3 US‑EU regulatory / trade frictions
Proposal ID & title | Trans‑Atlantic tension surfaced | Key reference |
WS #326 “Brussels Effect: Platform Regulation at the EU Doorsteps” | How DSA/DMA “export” rules to US platforms; risk of retaliation | “EU’s extraterritorial reach over US Big Tech.” |
WS #296 “Costs of Internet Fragmentation” | Network‑fee mandates, data‑localisation & their cost for US–EU data flows | Economic modelling of ‘splinternet’ costs |
WS #150 “Trustworthy & Interoperable Digital Identity Infrastructure” | Clash between EU eIDAS‑2 wallet & US federated‑ID approach | Calls eIDAS a “potential trade barrier” |
WS #111 “Geopolitical Barriers to AI Development” | Analyses separate U S, E U and Chinese chip‑export policies | Identifies “trans‑Atlantic divergence on open AI R&D” |
WS #334 “AI Regulation in Latin America: A Rights‑Based Strategy” | Notes that LATAM drafts must “choose between EU’s AI Act and looser U S templates” | Discusses forum‑shopping by US firms |
Count: ≈ 20 proposals mention “US‑EU”, “transatlantic”, EU DMA/DSA vs. US tech models, or trade/adequacy disputes.

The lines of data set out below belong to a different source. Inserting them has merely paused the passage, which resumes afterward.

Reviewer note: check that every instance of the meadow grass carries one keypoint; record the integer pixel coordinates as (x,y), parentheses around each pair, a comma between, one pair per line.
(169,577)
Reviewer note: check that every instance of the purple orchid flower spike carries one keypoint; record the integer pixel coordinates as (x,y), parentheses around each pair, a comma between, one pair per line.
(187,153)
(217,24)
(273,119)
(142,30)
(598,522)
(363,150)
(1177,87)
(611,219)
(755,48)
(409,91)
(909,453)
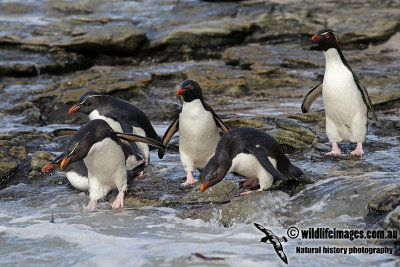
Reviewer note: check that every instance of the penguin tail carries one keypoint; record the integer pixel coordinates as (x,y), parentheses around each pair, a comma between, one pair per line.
(161,153)
(294,172)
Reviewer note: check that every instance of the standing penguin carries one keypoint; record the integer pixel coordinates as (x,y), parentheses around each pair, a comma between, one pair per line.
(76,172)
(252,153)
(100,148)
(198,130)
(132,154)
(121,115)
(345,99)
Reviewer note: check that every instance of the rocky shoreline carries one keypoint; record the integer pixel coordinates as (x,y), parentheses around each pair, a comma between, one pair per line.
(246,55)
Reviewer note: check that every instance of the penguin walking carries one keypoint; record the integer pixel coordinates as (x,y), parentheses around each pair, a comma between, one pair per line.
(100,148)
(252,153)
(121,115)
(133,158)
(76,172)
(346,101)
(198,125)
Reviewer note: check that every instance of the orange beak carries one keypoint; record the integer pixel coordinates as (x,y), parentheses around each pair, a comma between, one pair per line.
(181,91)
(204,186)
(316,38)
(48,167)
(64,162)
(73,109)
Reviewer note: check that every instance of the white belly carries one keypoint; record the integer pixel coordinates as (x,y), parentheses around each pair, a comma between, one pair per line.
(248,165)
(113,124)
(116,126)
(78,181)
(346,112)
(106,168)
(198,135)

Accepted list: the only session touching trans‑Atlantic relations (‘Network Fees & Net Neutrality’) frames it in global terms, not as a bilateral tension.
Overall evidence
Fault‑line |
Proposals submitted |
Accepted workshops |
Gap |
U S‑China tech & geopolitics |
6 |
0 |
Entirely filtered out |
State censorship, anti‑ censorship |
26 |
0 |
Entirely filtered out |
US‑EU trade or regulatory friction |
20 |
0 |
Entirely filtered out |
The tendency of Governments, ICANN, and the Internet Society to avoid direct engagement with policy controversies is well-known. In this case, however, avoidance behavior seems to have reached a new level. We’re not saying there should be no discussion of GDC or WSIS+20, but the MAG’s preoccupation with these obscure, not very powerful UN processes and near-total exclusion of evolving geopolitical digital governance controversies has not served the community well. How can the IGF maintain its status as the site for global governance discussions if it is unable to discuss the real conflicts and problems affecting the future of the Internet?